I want to use a little of my time to appeal openly and publicly to the HSE and its primary care reimbursement service, PCRS, to approve the use and funding of nabilone for chronic pain management and relief. I use this opportunity to ask the Minister to take note of this very important area. Nabilone is a man-made form of cannabis used to treat severe nausea and vomiting brought about by cancer chemotherapy. It is also a recognised treatment for non-cancer pain. In a 2011 review of nabilone's effectiveness and safety, it was demonstrated that the drug "significantly reduces severity of pain in patients with chronic non-cancer pain", including spinal pain. In February 2016, while we were battling it out in the general election, an article published in Pharmacotherapy: The Journal of Human Pharmacology and Drug Therapynoted that while nabilone is now approved in many countries, including but not limited to Canada, the United States, Mexico and Britain, for the treatment of severe nausea and vomiting associated with chemotherapy, more and more clinical evidence is emerging for its use in managing pain conditions with different etiologies.

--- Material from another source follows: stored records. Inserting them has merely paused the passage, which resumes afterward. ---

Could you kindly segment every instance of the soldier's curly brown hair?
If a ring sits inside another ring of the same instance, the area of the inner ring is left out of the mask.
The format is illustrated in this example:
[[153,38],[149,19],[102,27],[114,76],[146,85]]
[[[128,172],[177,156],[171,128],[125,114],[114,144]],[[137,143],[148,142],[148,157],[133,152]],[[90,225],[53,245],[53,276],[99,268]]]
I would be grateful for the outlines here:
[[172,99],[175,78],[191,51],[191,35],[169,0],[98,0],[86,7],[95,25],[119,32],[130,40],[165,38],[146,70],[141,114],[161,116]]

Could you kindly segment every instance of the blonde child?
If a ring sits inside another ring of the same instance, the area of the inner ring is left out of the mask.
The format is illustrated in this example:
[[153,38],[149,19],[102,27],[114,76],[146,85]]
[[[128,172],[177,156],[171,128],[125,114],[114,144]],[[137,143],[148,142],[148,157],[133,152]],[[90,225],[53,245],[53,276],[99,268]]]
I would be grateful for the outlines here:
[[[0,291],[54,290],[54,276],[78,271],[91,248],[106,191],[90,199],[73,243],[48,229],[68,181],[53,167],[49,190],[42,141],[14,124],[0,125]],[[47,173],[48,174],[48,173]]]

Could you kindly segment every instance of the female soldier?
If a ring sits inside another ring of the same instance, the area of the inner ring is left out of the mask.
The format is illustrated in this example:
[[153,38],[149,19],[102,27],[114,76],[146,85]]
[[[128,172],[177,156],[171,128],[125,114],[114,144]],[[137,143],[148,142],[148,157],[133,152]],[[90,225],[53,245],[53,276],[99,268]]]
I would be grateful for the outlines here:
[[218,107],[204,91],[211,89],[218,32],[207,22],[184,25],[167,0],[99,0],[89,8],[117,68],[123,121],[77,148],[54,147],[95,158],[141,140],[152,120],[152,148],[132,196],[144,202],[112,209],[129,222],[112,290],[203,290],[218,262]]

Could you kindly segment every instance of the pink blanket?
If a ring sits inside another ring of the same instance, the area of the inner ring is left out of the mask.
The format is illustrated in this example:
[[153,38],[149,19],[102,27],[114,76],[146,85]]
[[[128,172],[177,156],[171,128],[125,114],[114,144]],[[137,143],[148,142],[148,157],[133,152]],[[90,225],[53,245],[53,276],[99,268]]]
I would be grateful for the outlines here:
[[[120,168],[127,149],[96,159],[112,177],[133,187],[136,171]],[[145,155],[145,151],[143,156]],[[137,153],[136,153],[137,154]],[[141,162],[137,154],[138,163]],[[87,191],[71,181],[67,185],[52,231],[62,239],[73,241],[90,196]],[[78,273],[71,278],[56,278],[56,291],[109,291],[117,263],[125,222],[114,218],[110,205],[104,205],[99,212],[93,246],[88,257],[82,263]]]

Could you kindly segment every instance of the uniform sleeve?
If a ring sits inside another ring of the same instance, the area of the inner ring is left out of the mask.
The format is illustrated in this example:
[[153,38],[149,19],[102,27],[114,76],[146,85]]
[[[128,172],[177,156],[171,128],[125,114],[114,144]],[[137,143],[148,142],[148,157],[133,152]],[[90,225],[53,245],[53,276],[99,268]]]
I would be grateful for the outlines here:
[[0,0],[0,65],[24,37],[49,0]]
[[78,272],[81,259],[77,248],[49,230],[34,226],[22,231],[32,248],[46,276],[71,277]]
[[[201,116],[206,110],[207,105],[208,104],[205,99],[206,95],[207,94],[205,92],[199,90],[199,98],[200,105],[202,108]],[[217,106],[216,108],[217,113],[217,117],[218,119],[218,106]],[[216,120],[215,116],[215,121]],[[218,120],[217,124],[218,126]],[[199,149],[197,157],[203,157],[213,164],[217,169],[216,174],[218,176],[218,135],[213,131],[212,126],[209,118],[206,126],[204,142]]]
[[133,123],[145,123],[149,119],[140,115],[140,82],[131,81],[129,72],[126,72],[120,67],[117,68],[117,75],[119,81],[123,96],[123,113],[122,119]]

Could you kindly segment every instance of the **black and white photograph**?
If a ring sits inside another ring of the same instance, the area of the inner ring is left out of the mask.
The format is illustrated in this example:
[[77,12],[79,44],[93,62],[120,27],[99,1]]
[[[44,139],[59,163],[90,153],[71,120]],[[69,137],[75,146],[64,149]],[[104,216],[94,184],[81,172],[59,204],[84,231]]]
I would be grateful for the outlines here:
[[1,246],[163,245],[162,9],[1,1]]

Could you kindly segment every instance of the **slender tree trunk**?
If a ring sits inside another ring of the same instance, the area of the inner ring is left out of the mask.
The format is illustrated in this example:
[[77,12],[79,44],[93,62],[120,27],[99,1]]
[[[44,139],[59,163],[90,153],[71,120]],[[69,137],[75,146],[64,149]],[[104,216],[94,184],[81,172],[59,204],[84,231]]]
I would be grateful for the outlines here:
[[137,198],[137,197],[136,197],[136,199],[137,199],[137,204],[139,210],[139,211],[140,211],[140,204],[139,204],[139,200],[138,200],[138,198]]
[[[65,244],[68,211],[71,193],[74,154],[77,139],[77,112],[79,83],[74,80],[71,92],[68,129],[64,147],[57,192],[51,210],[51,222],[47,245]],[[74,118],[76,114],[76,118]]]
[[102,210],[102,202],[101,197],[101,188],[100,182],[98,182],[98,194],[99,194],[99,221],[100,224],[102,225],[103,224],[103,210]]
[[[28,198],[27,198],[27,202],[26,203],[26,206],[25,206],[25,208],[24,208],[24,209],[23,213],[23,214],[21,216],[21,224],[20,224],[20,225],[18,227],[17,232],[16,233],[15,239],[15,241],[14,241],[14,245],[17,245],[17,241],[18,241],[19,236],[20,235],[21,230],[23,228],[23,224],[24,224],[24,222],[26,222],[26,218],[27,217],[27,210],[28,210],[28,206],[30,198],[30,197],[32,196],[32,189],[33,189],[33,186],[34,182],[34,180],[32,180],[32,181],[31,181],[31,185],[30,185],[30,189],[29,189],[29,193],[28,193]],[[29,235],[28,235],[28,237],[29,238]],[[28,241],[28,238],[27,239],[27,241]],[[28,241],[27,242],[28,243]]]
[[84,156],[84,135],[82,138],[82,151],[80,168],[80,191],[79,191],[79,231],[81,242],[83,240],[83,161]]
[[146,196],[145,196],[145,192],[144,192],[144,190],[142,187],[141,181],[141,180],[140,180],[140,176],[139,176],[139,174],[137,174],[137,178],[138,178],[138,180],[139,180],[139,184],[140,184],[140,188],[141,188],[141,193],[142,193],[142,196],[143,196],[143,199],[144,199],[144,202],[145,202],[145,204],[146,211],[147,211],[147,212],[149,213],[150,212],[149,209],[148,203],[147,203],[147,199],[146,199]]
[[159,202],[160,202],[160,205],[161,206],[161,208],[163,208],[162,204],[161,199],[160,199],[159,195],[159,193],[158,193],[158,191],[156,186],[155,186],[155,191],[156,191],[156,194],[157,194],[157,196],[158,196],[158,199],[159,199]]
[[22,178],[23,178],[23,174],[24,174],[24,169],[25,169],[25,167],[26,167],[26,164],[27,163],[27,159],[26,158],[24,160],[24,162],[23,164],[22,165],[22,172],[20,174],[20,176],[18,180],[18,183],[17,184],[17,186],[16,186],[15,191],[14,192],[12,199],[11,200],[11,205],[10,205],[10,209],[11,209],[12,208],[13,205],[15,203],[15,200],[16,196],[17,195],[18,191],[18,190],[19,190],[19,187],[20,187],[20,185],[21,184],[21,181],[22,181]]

I raise this issue because I am at my wits' end as a Dáil Deputy and a spokesperson on health for 14 years. I cannot make any progress on behalf of a constituent, who is at his wits' end in a whole different place to me. In this man's situation, nabilone can be the only life saver, and I do not say this lightly. I appeal to the Minister to intervene and to help secure funding approval for the use of nabilone in the chronic pain management and relief for this man and any others in a similar situation. I have been in touch with the PCRS and we have exchanged correspondence. I have spoken directly and made every appeal imaginable, as have the local pharmacists, the Minister's colleague's counterparts in my home town. They have made repeated efforts to impress the importance of this drug's approval in this particular man's case. An exceptionally small number of people are involved, so while it is an expensive drug comparatively, nevertheless it is not a prohibitively expensive drug. I appeal to the Minister to note the situation regarding nabilone, and I ask him to please come back to me, if he would be so gracious, about this matter at his earliest opportunity.

To reiterate my earlier point, my party welcomes the motion and will vote in favour of it, preferably, if Deputy Calleary will note, with our amendment accepted. We believe it would enhance and strengthen the proposition. I have not used all of my time and I thank Deputy Louise O'Reilly for giving me a little extra.